ISLAMABAD: The incumbent government is contemplating to decrease income tax rates for salaried class individuals in the upcoming budget, aiming to reduce the highest slab rate to 20 percent.
This would translate into a tax relief of around Rs67 billion for the salaried class, reported Express Tribune.
If this plan gets approved, it will result in a 43 percent decrease for the highest income group and a 90 percent fall in tax burden on the lowest income group.
Sources, however said this plan could face opposition as there were worries how this measure may hurt the government’s revenues and efforts to widen the already narrow tax base.

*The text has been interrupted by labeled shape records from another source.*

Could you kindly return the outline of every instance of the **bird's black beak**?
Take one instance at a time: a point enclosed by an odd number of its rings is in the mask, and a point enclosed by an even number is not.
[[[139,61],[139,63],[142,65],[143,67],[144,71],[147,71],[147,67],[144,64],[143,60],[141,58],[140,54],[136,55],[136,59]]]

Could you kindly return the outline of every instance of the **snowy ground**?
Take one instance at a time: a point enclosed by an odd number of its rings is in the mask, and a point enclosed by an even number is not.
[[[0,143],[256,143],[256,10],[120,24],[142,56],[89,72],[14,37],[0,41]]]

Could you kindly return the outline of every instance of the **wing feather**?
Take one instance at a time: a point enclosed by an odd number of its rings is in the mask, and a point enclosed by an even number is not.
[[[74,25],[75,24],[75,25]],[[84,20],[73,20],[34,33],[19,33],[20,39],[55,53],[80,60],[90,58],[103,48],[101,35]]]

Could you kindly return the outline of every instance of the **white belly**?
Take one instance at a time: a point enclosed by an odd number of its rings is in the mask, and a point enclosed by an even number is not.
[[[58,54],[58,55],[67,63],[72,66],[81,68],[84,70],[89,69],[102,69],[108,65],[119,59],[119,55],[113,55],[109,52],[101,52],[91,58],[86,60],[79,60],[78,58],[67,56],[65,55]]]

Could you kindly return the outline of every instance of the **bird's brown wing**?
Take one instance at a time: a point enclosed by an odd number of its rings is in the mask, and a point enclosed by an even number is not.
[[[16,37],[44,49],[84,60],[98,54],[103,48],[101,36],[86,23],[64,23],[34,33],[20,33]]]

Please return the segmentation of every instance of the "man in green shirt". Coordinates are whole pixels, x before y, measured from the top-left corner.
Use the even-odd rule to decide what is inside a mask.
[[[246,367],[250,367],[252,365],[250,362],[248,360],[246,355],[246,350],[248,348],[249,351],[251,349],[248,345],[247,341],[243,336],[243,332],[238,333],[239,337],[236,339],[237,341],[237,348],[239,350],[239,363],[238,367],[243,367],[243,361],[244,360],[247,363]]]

This envisaged Rs67 billion tax relief is still below the Rs100 billion being recommended by the Prime Minister Shahid Khaqan Abbasi during in-house meetings, revealed the sources.
The PM’s recommendation outlays a Rs100 billion tax relief to be provided to the salaried class, disclosed sources.
The constricted tax base remains a major worry for every stakeholder and less than half a percentage point of the overall population of 1.261 million people or entities filed their tax returns for tax year 2017, as per Active Taxpayers List (ATL).
And PM believes reducing tax rates would entice more individuals to come into the tax net realm.
But this recommendation was rejected outright by the tax regulator Federal Board of Revenue (FBR) and it has formulated a different workable plan.
As per the FBR plan, it has recommended income tax exemption threshold to be set at Rs500,000, officials said.
And for income crossing the Rs500,000 threshold, a tax rate of 1 percent has been recommended for the bracket of Rs500,001 to Rs800,000 by FBR, said sources.
If these recommendations are enacted, this would result in the tax burden declining by a whopping 90 percent for this salaried bracket individuals.
The tax regulator has also recommended a 2 percent income tax rate for people earning between Rs800,001 to Rs1.2 million.
And those earning an income above Rs1.2 million yearly, the FBR recommended a tax slab ranging between 15 to 20 percent which if approved would translate into a 43 percent tax relief.